October 1, 2015
by Peter C. Fritz, BSc, DDS, FRCD(C), PhD (Perio), Certified Specialist in Periodontics
There is a fuzzy line between surgery in the mouth and the rest of the body. Many principles are the same, however, there are certain elements of suturing that we can take from medicine and apply to dentistry providing a better outcome for our patients. In analyzing how general surgery residents are trained in the art of suturing, it is apparent that there are certain concepts that would be beneficial for dental surgeons to remember and learn from. In spending time in operating rooms in Canada, in the United States and many countries in Western Europe, a myriad of observations and approaches were collected and distilled into the following:
1. Medicine and dentistry is all about punctures. Most medical procedures require some element of “puncture”. Whether this is taking blood or operating on any tissue, a puncture of the skin or mucosa is generally involved. The pressure and the dexterity to competently perform these procedures require a great amount of skill and finesse.
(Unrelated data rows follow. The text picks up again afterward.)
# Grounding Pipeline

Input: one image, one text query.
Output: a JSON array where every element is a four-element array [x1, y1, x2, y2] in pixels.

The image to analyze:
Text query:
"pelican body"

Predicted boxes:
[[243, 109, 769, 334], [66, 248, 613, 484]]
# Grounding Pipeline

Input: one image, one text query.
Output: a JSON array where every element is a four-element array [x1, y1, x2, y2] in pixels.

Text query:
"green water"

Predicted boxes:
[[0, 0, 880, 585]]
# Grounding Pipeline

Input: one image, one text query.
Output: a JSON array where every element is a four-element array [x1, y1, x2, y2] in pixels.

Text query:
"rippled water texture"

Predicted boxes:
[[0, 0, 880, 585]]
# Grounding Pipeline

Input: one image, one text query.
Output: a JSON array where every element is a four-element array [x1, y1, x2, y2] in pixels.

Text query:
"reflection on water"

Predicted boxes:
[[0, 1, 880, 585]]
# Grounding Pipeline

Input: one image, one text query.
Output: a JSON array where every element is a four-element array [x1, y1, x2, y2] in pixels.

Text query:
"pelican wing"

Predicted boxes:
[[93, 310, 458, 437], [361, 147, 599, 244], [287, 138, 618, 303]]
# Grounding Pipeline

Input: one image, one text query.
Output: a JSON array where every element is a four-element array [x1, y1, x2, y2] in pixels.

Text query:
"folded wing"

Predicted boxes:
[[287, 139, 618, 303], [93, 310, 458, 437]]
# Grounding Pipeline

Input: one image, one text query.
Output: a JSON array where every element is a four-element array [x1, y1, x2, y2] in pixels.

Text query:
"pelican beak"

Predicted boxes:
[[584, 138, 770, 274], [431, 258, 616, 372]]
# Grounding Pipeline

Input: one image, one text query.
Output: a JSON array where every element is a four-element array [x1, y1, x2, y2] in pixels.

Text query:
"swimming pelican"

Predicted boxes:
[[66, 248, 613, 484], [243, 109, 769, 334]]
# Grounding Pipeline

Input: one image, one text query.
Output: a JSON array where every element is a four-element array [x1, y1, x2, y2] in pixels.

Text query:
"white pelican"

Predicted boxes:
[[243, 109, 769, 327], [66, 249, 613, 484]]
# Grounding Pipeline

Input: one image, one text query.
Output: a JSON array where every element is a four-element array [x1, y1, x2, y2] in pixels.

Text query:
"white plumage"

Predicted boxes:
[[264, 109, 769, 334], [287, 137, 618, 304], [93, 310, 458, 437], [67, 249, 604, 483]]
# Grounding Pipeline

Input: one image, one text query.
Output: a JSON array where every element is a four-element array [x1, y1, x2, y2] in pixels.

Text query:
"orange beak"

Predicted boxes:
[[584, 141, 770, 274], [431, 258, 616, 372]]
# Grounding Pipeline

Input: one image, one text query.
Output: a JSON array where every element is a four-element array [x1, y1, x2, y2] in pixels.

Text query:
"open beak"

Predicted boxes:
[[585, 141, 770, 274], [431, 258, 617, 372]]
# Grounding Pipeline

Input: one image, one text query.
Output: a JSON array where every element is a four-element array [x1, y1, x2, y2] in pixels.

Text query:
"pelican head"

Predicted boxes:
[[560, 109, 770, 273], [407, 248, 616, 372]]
In dentistry, we puncture every day when we administer local anaesthetic, break through enamel into dentin, or probe past the sulcus of the inflamed periodontal pocket. One common puncturing procedure in medicine and dentistry is suturing. Both intra-orally and extra-orally, wounds need to be approximated and stabilized. Although staples, clips and adhesive systems are used during various medical procedures, suturing is common to both medicine and dentistry. The puncturing of the edges of the wound and the stabilization achieved through the punctures is critical in achieving the most favourable outcome.
2. The suturing is often left to the least experienced. In operating rooms around the world, I have observed many surgeons successfully complete very complicated and delicate procedures. The surgeon then removes his or her gloves and gives a few suggestions to his or her collaborators/assistants as they begin to close the access route. Having sutured the deeper planes, the lead surgeon often leaves the skin suturing to the least experienced surgeon who is still learning the craft. Doing this leaves one of the most fundamental phases of the surgery to the least experienced hands. Suturing the access route is a task that is generally neglected, put in place quickly and often completed “just” adequately. In oral and facial surgery, this is of fundamental importance, as a lack of primary closure can easily result in infection and scarring. In facial surgery, the consequences of a badly executed wound closure can readily be understood. Here is a question we don’t know the answer to or are afraid to ask: How many bone grafts have become infected because the suture did not provide a proper seal? How many exposed membranes or gingival recessions are linked to a technical defect in suturing? Deep healing of a wound can never be better than the quality of its surface closure. In periodontal and implant surgery, typically, approximately 70 percent of the operating time is spent suturing the wound closed.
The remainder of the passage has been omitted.